After gaining a degree in economics from the University of Deusto and a degree in law from the University of Valladolid he became involved in politics in the late 1960s. An ardent Monarchist, Muñoz belonged to the private council and secretariat of Don Juan de Borbón until its dissolution in 1969. However this attachment to symbolism later led to internal party conflicts.

In 1973 he formed the Liberal Democratic Party, which in 1977, joined with other parties to form the Union of the Democratic Centre (UCD). As a UCD member, at the 1977 General Election, he was elected to the Spanish Congress of Deputies representing Valencia Province and was re-elected in the subsequent election in 1979.

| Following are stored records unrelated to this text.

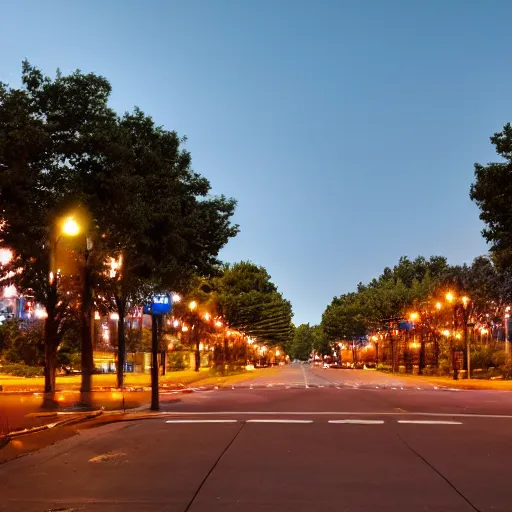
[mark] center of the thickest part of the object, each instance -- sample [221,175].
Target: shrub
[22,341]
[22,370]
[482,357]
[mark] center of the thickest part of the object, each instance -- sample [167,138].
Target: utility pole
[155,405]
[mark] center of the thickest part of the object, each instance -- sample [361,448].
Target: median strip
[279,421]
[427,422]
[201,421]
[358,422]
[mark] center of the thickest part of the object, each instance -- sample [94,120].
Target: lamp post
[67,227]
[463,303]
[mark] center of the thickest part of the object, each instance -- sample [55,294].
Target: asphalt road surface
[302,440]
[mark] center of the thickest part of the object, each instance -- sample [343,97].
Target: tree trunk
[155,405]
[85,326]
[163,361]
[422,353]
[121,342]
[225,353]
[393,353]
[50,363]
[50,347]
[198,353]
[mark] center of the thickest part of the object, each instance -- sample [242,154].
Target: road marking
[358,422]
[107,456]
[202,421]
[279,421]
[304,375]
[333,413]
[427,422]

In 1978 Muñoz was chosen as one of the members of the Spanish delegation in the Council of Europe later becoming President of the Spanish delegation and Vice-President of the council. He also worked as an advisor and promoter for the PRISA group, the largest publisher in Spain. Muñoz lost his seat in the 1982 General Election and died in Guinea in 1987, having earlier suffered a heart attack in 1979.

In 2008, Eduardo Zaplana, former President of the Valencian Community, stated that he "owed everything" to Muñoz. A street in the town of Foios is named in honour of Muñoz.